O, Ali Pilgrim! She of the soft eyes and quick wit, whose heart is pure, whose amity is fierce, and whose hammer never missed a nailhead. No one understands us, what we have. It’s not in books or movies. I’ve never once heard a song and thought, Oh, that’s Ali and me. When two people spend most of their time together, misinterpretation is inevitable, though not surprising, given the world’s preoccupation with the Horny Teen. It’s like it never occurred to anyone that I might love my best friend simply for being awesome. (And to be clear, I am routinely horny, just not for Ali.)
Anyway, they don’t write about us, even though we exist all over the place.
“You okay?” she asks.
“I feel like my stomach punched my throat in the dick.”
Ali nods. “I find your biologically acrobatic metaphor appropriate.”
In addition to the tears, the throbbing head, the furious retching, it’s also late August in Iverton, Illinois, a uniquely miserable combination for anyone prone to crotch sweat (yours truly), so yeah, I’m a blessed mess, basically.
The park is silent.
A bird sits quietly in a nearby tree, watching us.
“Have you ever seen that?”
Ali turns to look. “Yes, I have seen a bird before.”
Right, but I read this thing once about a scientist in the seventeenth century who believed birds migrated to the moon, because all he knew was that his favorite birds disappeared at the same time every year. He even calculated how long it would take to get to the moon, which apparently coincided with migration cycles, and since science in the 1600s wasn’t exactly flush with cosmic data (vis-­à-­vis atmospheric pressure in space), when he theorized that birds were sustained by excess fat on their interstellar voyage, and when he said they slept through most of their two-­month journey to the moon, everyone was like, Yeah, probably, that’s it.
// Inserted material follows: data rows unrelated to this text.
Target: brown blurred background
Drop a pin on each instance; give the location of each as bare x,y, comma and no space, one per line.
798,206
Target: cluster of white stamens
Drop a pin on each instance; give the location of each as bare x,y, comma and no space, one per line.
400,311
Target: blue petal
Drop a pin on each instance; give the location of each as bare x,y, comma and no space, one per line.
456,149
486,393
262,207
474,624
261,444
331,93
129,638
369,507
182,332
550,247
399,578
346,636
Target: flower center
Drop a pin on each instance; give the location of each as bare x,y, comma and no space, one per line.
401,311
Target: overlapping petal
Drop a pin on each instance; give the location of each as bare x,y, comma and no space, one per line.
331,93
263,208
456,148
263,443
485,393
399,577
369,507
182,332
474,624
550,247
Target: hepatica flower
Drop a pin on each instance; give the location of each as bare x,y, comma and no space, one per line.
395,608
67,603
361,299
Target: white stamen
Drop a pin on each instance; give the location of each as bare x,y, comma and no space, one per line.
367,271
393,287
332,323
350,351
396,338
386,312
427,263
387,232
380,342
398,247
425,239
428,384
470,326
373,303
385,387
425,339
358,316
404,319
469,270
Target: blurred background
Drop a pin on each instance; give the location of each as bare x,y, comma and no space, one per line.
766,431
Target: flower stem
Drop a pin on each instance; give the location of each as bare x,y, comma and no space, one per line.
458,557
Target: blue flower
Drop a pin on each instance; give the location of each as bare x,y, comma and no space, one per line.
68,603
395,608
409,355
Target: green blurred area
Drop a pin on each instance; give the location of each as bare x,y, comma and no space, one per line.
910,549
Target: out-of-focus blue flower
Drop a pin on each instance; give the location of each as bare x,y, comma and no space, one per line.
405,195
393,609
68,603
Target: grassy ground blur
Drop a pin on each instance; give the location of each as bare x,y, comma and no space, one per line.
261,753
“You’re a chatty drunk.” Ali looks from the bird to me. “Though most people get less articulate.”
“I’ve just never seen one like this. At night. Sitting like that.”
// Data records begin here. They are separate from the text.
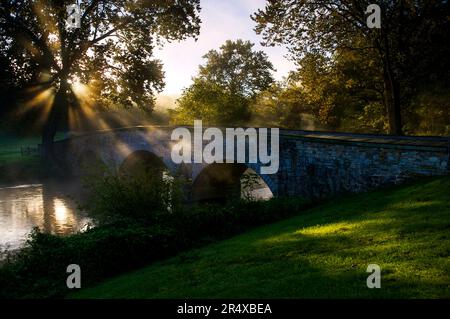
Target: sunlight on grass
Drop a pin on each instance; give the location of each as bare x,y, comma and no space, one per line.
320,253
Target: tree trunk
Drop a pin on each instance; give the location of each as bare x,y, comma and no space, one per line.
54,120
393,105
391,92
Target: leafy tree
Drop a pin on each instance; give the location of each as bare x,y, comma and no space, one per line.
226,85
110,54
408,29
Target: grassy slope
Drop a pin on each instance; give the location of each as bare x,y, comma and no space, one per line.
323,252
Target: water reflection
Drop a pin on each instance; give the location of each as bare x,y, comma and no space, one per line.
46,205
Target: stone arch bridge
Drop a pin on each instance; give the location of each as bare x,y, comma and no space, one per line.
311,164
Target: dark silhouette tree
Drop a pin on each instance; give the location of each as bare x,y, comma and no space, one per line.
111,50
226,85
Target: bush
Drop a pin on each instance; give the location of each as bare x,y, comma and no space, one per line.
142,197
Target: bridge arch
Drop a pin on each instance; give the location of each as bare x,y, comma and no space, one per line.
140,161
219,181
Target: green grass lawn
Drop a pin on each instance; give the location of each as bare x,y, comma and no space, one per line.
321,253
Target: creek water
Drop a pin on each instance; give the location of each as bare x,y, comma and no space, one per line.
53,206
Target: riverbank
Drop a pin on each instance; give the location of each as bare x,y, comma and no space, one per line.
321,253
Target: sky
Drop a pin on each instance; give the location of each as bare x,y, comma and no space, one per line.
221,20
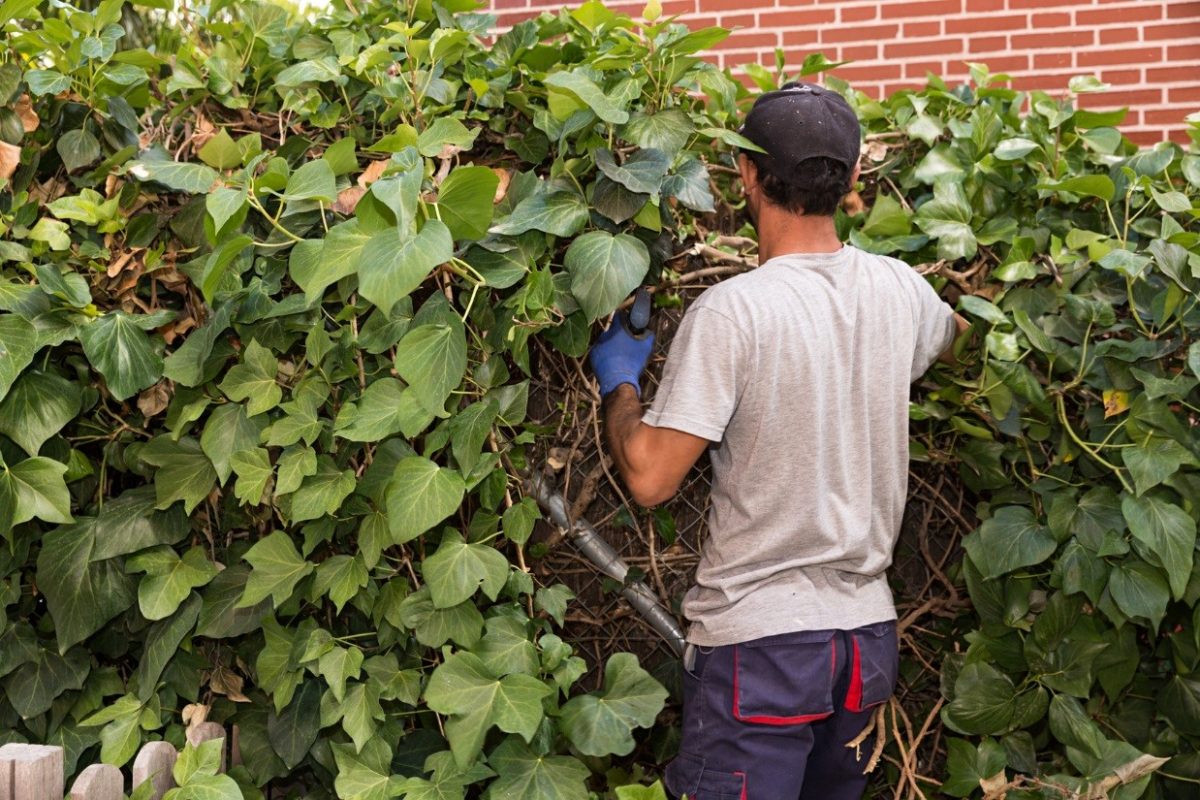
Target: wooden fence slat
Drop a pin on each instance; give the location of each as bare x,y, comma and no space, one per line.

I imagine this bird soaring through the outer reaches of space, alone and asleep, and it’s the most peaceful thing.
A song plays from one of the houses surrounding the park; it’s quiet but full, a beautiful kind of sad. I close my eyes and listen to the woman singing, imagine the notes floating from a nearby window, bouncing around the playground equipment, the trees. Her voice is a whispery echo, intimate and tortured, and even though the lyrics are imperceptible, you don’t need to perceive them to know her pain.
With some songs, the scar is obvious even if the wound isn’t.
“I am concerned about you, Evan.”
I want to tell her she should be. That my old life is a building collapsed, my new one a sad composite fashioned from rubble. But before I can get the words out, nausea roils again, and I must return to the bushes. Ali resumes her posture of protection, pulling back my hair as I let my insides out, and I think of the ways Heather Abernathy was wrong: breathing isn’t easy, not for me; maybe I don’t have to tell my heart to keep beating, but it’s a runaway train these days; mostly, Heather Abernathy was wrong when she said that thing about my brother. “Heather Abernathy is a sack of shit,” I say, and now I’m crying as I vomit, and Ali sort of hugs me with one arm, guards my hair with the other.
The song echoes through the park; the bird sits quietly on high.
“I’m a responsible adult, basically,” I say.
Ali says she knows, and I wonder how it’s possible to love someone so absolutely and hate them so entirely for seeing me so completely.